琉輝の過去を振り返って、衝撃のラストで〆ます。

「・・・・・やっぱすげえな。」


覚吏さとりが経営する、『サトリ総警インダクション』。

正式には、覚吏さとりの母親である警視総監夫人にして葛飾区長。さらには教育学者にして厚生労働大臣の雛沢千尋ひなざわちひろが経営する『私立雛沢警察学校附属大学』。通称『雛沢警専』に設営している。その敷地の広さは葛飾区の1/3を占めるという。

 その中でも、覚吏さとりが経営する『サトリ総警インダクション』は、何でも雛沢警専の1/5の建造費が掛かったという。


 「頭おかしいわ・・・・あの家族。」


『サトリ総警』は高級マンションと見紛うばかりの佇まいに、きちんと機能的な構造になっている。もちろん、訓練室にも使われるのも当然のように。

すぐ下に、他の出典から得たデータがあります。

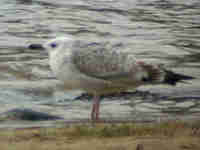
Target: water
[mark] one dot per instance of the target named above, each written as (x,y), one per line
(165,31)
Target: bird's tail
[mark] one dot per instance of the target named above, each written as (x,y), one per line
(172,78)
(159,75)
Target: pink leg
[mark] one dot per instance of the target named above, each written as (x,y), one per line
(95,108)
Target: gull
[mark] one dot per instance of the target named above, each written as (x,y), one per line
(98,69)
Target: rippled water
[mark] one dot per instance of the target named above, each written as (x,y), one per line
(166,31)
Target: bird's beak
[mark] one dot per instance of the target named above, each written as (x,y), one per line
(36,46)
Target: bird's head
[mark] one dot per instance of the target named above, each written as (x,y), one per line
(58,43)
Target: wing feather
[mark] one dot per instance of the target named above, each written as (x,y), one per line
(103,62)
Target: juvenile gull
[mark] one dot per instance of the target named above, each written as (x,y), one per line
(99,70)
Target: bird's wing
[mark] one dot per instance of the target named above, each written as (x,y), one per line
(103,62)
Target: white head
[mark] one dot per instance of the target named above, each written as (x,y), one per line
(59,43)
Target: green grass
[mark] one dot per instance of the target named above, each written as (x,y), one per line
(174,135)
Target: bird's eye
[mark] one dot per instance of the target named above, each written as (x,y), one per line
(53,45)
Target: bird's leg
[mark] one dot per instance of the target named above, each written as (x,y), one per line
(95,108)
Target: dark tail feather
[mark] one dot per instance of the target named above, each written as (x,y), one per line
(172,78)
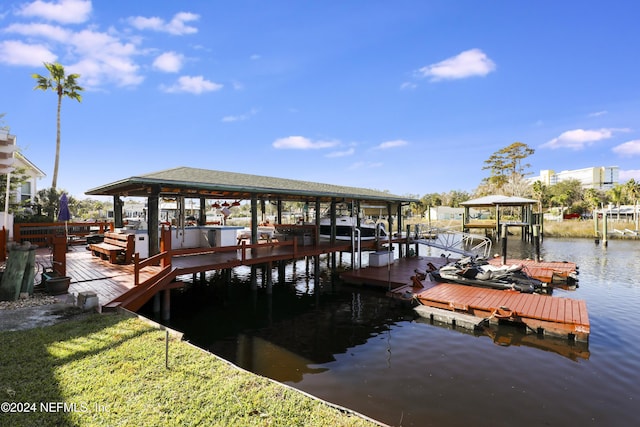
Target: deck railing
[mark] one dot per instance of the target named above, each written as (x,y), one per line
(40,233)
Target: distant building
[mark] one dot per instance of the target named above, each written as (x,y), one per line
(440,213)
(10,160)
(599,177)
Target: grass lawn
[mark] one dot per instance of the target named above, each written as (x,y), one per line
(109,370)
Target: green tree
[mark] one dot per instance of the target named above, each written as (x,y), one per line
(539,193)
(616,195)
(49,200)
(64,86)
(632,188)
(506,164)
(593,198)
(566,194)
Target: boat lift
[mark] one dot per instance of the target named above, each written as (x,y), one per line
(456,241)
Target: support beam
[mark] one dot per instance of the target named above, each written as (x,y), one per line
(153,203)
(117,212)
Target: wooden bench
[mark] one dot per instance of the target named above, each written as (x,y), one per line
(114,244)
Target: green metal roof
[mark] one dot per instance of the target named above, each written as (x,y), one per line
(194,182)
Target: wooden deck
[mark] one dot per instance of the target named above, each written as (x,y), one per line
(115,284)
(542,314)
(91,274)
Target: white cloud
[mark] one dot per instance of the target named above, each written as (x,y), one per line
(344,153)
(366,165)
(51,32)
(170,62)
(103,59)
(391,144)
(177,25)
(408,86)
(63,11)
(634,174)
(629,148)
(301,143)
(241,117)
(193,84)
(577,139)
(469,63)
(16,52)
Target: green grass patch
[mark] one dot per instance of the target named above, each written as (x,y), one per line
(110,370)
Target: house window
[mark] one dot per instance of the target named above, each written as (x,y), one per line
(25,191)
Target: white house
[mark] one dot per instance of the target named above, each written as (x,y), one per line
(599,177)
(11,160)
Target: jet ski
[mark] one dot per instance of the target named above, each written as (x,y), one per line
(478,272)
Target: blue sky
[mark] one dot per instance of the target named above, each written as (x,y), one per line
(409,96)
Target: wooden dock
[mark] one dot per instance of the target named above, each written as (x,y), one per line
(131,286)
(541,314)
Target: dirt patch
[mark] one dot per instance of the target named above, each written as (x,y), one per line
(34,317)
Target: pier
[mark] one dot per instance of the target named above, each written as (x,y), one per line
(455,303)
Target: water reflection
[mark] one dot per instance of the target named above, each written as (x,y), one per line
(355,347)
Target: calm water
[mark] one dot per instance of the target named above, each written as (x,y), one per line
(354,347)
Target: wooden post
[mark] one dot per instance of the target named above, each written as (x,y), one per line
(504,244)
(406,246)
(13,277)
(60,254)
(268,271)
(153,221)
(3,243)
(166,306)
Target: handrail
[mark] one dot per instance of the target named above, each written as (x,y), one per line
(455,241)
(39,232)
(162,258)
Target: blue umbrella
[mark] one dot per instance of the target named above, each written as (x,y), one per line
(63,211)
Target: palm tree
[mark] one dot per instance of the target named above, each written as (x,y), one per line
(632,188)
(63,85)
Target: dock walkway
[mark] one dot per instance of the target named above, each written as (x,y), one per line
(542,314)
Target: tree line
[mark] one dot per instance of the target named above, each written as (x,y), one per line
(507,173)
(507,176)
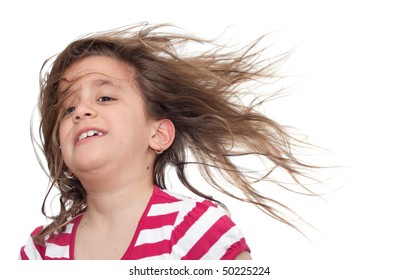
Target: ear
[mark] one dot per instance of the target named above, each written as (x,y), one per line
(162,136)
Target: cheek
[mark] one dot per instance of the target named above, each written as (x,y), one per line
(64,135)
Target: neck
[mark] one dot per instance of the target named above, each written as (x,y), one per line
(110,197)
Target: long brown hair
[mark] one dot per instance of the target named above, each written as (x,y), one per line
(201,93)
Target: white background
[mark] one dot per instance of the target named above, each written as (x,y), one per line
(346,66)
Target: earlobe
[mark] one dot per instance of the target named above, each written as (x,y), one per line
(163,136)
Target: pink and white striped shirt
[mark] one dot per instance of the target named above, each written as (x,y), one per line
(172,227)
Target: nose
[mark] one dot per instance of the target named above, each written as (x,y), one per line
(83,111)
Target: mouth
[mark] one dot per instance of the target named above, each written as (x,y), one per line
(87,133)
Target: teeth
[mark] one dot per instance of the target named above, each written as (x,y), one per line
(89,133)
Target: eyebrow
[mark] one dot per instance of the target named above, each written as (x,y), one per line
(105,82)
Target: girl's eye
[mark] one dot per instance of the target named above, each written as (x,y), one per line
(105,99)
(69,110)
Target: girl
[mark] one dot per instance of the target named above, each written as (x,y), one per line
(117,110)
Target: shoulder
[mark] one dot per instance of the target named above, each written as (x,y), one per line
(202,230)
(54,247)
(31,250)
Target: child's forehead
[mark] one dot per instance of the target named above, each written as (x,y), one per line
(98,66)
(98,71)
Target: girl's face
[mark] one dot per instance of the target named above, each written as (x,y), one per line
(104,122)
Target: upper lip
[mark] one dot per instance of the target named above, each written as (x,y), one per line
(86,130)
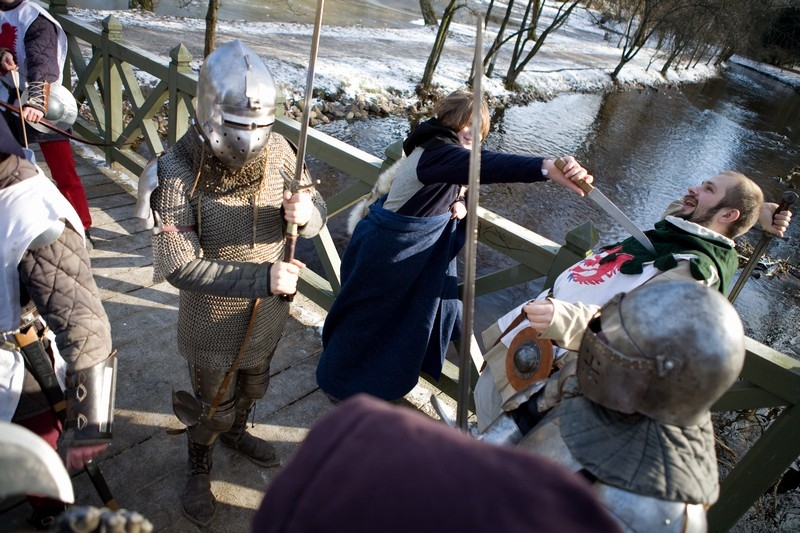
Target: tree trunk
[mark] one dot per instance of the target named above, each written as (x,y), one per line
(428,13)
(211,27)
(426,84)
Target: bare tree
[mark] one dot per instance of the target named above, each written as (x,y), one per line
(528,40)
(428,12)
(426,84)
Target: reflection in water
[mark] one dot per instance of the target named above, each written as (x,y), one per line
(645,148)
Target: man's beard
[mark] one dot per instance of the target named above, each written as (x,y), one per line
(700,218)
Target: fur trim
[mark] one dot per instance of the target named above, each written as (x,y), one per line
(382,186)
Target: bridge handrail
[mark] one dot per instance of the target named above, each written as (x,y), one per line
(104,66)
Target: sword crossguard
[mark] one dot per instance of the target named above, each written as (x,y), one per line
(583,184)
(293,185)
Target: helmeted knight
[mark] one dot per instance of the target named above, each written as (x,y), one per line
(219,219)
(646,380)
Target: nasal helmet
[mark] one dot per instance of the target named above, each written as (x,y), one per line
(62,109)
(667,350)
(236,102)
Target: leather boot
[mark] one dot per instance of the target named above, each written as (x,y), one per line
(199,504)
(257,450)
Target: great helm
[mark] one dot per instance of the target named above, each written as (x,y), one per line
(667,350)
(236,100)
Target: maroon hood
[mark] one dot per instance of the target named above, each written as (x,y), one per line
(372,466)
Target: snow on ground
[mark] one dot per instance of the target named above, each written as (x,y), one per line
(358,61)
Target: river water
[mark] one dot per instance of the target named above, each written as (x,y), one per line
(645,148)
(369,13)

—そのなかであの楽園がひっそりと建てられていたという。

そんな中、オレがそこに入るようになった4年前・・・・







「あらー!リュウちゃん久しぶりー!ε=ε=(ノ≧∇≦)ノどう?うちの學校トコは?」


 やっぱり血は争えないんだなって。そう思った。


「ええ・・・まあ。それなりには。」

「良かった~!!。゜ヽ(゜´Д`)ノ゜。最近大したのこないから、《《あの人》》から連絡もらって・・・『もしもし、君か。もうすぐウチの倅をよこすから、しっかりと苛め抜いてくれ。【ええ!?急に何を考えてんですかぁ!?リュウちゃんをウチんとこにぃ!?】大丈夫だ。そんなヤワなタマじゃないからな。しっかりと頑張ってくれ。【・・・分かりました。貴方の息子さんを鍛えぬいてあげましょう。】助かるよ。じゃあ、またどこかで。』・・・って言われた時はどうしようかと思って1分ぐらい震えてたのぉ((( ;゜ Д ゜)))。」


たった1分かよ。


「でも大丈夫だった?入学試験。」


「・・・・・わざわざ学長のほうから話して来るんですね。」


「ええ。合格には合格だけど、しばらく覚吏あのこのとこには預けられないわ。」


「・・・・・・」


「筆記試験は問題ないわ。でも実技試験ではどうかと思ったわ。だって全部本気で取り掛かるのはルール違反じゃないにしてもマナー違反よ。」


「・・・・・・・・・・・・・・・・・・・」


「警察の仕事は犯罪者を検挙すること。正当防衛ならまだしも、そちらから一方的に取り押さえるのは犯罪者と変わりないわ。」


「・・・・・・・すいませんでした。」


実技試験の内容は模擬戦。内容はお互いが特異班ギルドで、相手が異能犯罪者モンスターと仮定したもの。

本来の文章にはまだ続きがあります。